Due to the model used in the calculation engine, the transmission lines that are considered to exist in the simulation are those that have both ports connected to wire segments. Therefore, if you want to have an open-circuited line connected to a certain segment, the opposite port must also be connected to another wire segment. Create a short wire with only one segment that is no longer than 1% of the wavelength (its radius can be one-tenth of its length) and connect it to the open circuit transmission line port. This short wire should be disconnected from the rest of the structure, and the shunt admittance of the port it’s connected to should be zero, Fig. 1.

Fig. 1: Open circuit transmission line. The port that is open circuited is connected to a short wire that has only one segment and has a null shunt admittance.

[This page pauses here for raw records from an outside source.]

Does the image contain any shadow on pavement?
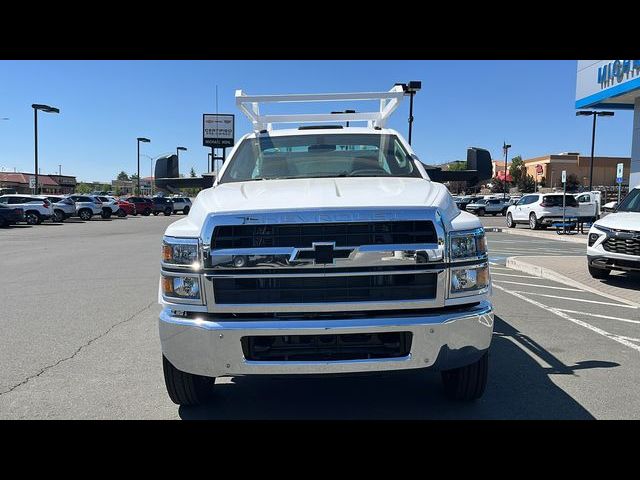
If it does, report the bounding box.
[178,317,604,420]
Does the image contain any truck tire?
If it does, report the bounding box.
[442,352,489,402]
[162,355,215,405]
[529,212,540,230]
[78,208,93,222]
[589,265,611,280]
[25,211,42,225]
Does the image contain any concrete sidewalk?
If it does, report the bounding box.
[506,255,640,307]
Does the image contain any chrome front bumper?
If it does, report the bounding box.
[159,301,493,377]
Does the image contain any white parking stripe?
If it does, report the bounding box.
[494,285,640,352]
[558,308,640,324]
[494,280,584,292]
[492,269,539,278]
[514,290,638,310]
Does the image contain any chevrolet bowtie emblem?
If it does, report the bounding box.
[291,242,354,265]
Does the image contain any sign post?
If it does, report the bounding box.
[616,163,624,204]
[202,113,235,175]
[562,170,567,234]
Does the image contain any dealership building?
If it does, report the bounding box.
[576,60,640,187]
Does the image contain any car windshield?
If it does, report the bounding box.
[617,188,640,213]
[220,134,420,183]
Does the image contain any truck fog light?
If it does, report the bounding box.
[450,265,489,294]
[162,276,200,300]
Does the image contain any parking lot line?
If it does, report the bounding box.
[508,287,638,310]
[494,277,584,292]
[494,285,640,353]
[558,308,640,324]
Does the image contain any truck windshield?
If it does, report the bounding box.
[220,134,420,183]
[617,188,640,213]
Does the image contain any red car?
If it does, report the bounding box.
[125,197,153,217]
[117,200,138,217]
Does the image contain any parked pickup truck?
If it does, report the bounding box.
[156,86,493,405]
[587,185,640,279]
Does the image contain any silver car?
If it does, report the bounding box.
[40,195,76,222]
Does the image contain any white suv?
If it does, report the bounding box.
[587,185,640,278]
[507,193,579,230]
[0,193,53,225]
[69,194,102,221]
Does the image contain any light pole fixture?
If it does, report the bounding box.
[396,80,422,145]
[576,110,614,191]
[502,142,511,200]
[31,103,60,194]
[137,137,151,195]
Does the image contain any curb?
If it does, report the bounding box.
[506,257,640,308]
[484,227,587,245]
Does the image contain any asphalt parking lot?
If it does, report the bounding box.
[0,215,640,419]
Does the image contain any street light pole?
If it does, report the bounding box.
[137,137,151,195]
[502,142,511,200]
[31,103,60,194]
[576,110,614,191]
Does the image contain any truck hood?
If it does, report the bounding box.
[166,177,460,236]
[595,212,640,232]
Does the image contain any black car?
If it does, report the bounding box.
[0,203,25,227]
[151,197,173,216]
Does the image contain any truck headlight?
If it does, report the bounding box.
[162,237,201,270]
[449,263,489,295]
[449,228,487,262]
[162,274,201,300]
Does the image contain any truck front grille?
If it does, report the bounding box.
[241,332,412,361]
[211,220,438,249]
[213,273,437,305]
[602,237,640,256]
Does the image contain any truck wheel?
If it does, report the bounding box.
[442,352,489,402]
[25,212,42,225]
[529,213,539,230]
[78,208,93,222]
[162,355,215,405]
[589,265,611,280]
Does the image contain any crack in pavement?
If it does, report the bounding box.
[0,302,156,396]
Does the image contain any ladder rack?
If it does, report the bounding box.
[236,85,404,132]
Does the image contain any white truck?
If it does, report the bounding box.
[587,185,640,279]
[156,86,493,405]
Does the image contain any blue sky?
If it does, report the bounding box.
[0,60,632,181]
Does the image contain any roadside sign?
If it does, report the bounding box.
[202,113,235,148]
[616,163,624,183]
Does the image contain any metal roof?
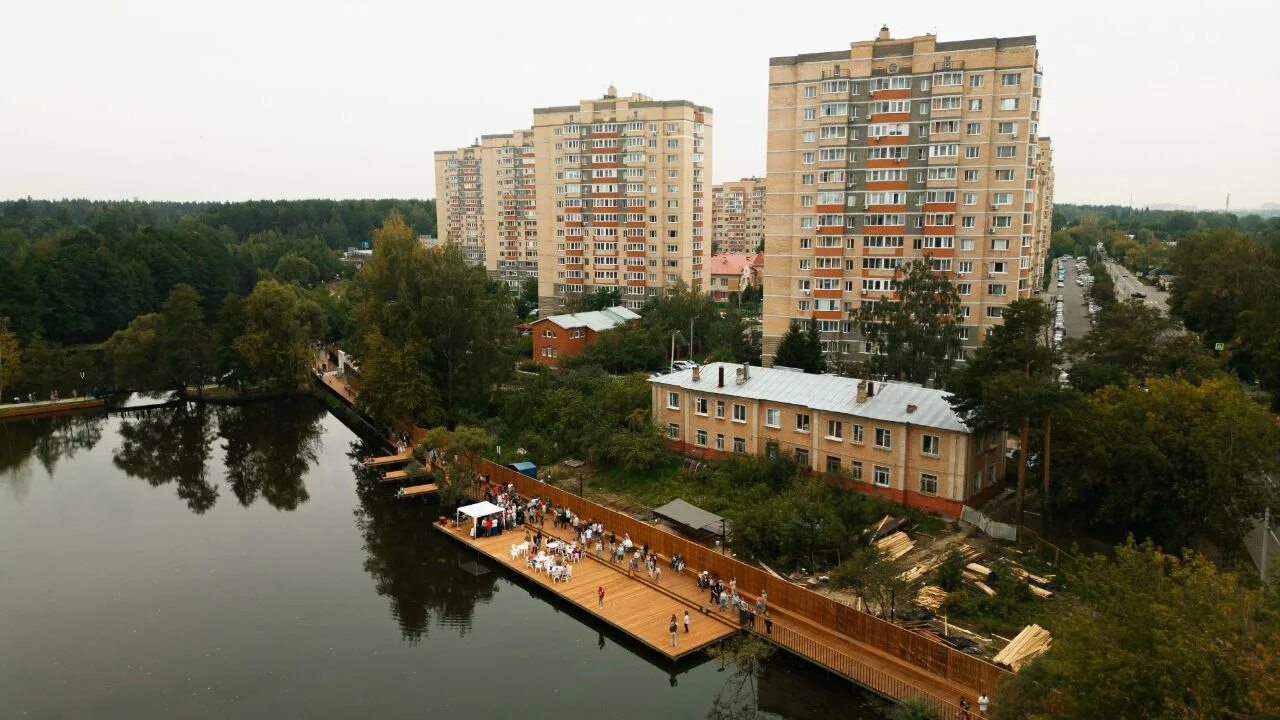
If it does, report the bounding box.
[649,363,970,433]
[653,497,727,534]
[532,305,640,332]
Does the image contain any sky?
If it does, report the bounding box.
[0,0,1280,208]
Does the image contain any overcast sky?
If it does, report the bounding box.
[0,0,1280,208]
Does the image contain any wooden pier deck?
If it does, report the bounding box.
[435,523,737,660]
[396,483,440,497]
[365,450,413,468]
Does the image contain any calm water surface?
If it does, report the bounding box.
[0,400,881,720]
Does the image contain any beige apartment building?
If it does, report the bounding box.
[480,129,538,292]
[649,363,1005,516]
[712,178,764,252]
[532,87,712,311]
[763,28,1052,363]
[435,141,485,265]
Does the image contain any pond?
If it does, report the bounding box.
[0,398,883,720]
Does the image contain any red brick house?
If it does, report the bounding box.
[530,306,640,365]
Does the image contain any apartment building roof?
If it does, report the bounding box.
[649,363,970,433]
[532,305,640,332]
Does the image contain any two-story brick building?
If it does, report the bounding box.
[530,305,640,365]
[649,363,1005,516]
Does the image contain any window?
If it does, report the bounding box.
[872,465,888,488]
[876,428,893,450]
[827,420,845,439]
[920,436,942,456]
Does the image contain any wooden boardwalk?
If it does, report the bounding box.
[435,523,737,660]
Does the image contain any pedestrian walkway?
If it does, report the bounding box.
[435,515,737,659]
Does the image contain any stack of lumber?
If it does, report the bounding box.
[993,625,1053,673]
[899,543,982,583]
[915,585,947,610]
[876,530,915,560]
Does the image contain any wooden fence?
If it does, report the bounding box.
[479,460,1004,696]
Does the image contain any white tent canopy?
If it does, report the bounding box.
[458,500,502,520]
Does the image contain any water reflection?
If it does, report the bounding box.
[355,478,498,643]
[218,398,325,510]
[111,402,218,515]
[0,415,106,477]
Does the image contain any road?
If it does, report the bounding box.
[1106,260,1169,315]
[1050,259,1089,340]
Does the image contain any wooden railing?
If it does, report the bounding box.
[751,623,960,717]
[479,460,1004,701]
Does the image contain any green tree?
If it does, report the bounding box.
[1070,301,1219,392]
[773,319,827,373]
[352,215,516,427]
[416,425,494,505]
[850,258,961,387]
[0,318,22,404]
[232,279,323,388]
[950,297,1061,524]
[1055,377,1280,551]
[155,284,214,387]
[995,541,1280,720]
[271,251,320,287]
[104,313,168,391]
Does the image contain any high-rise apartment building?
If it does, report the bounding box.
[532,87,712,310]
[712,178,764,252]
[480,129,538,292]
[764,28,1052,363]
[435,142,485,265]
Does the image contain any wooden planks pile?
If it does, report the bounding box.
[876,530,915,560]
[915,585,947,611]
[995,625,1053,673]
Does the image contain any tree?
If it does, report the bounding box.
[831,546,911,623]
[0,318,22,404]
[271,251,320,287]
[995,541,1280,720]
[850,258,960,387]
[950,297,1061,524]
[707,634,773,720]
[104,313,168,389]
[1055,377,1280,551]
[232,279,321,388]
[155,284,214,387]
[415,425,494,505]
[352,215,516,427]
[773,319,827,373]
[1070,301,1219,392]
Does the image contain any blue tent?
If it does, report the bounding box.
[507,461,538,480]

On the other hand, if you need a transmission line with a short-circuited port, connect that port to any other segment and set a shunt admittance at that end that is very large, for example, 1E6 [S]. At this end, you could connect a short wire segment created for this purpose, as is done for an open-circuited line, Fig. 2.

Fig. 2: Short circuited transmission line. The port that is short circuited is connected to a short wire that has only one segment and has a large shunt admittance.

When creating short wires to connect open or short circuit transmission line ports, it is advisable to move these wires away from the rest of the structure to minimize interaction with it. Enter the length of the transmission line as indicated in Adding Transmission Lines. Remember that the length of the line is not necessarily related to the actual distance between the segments where it is connected.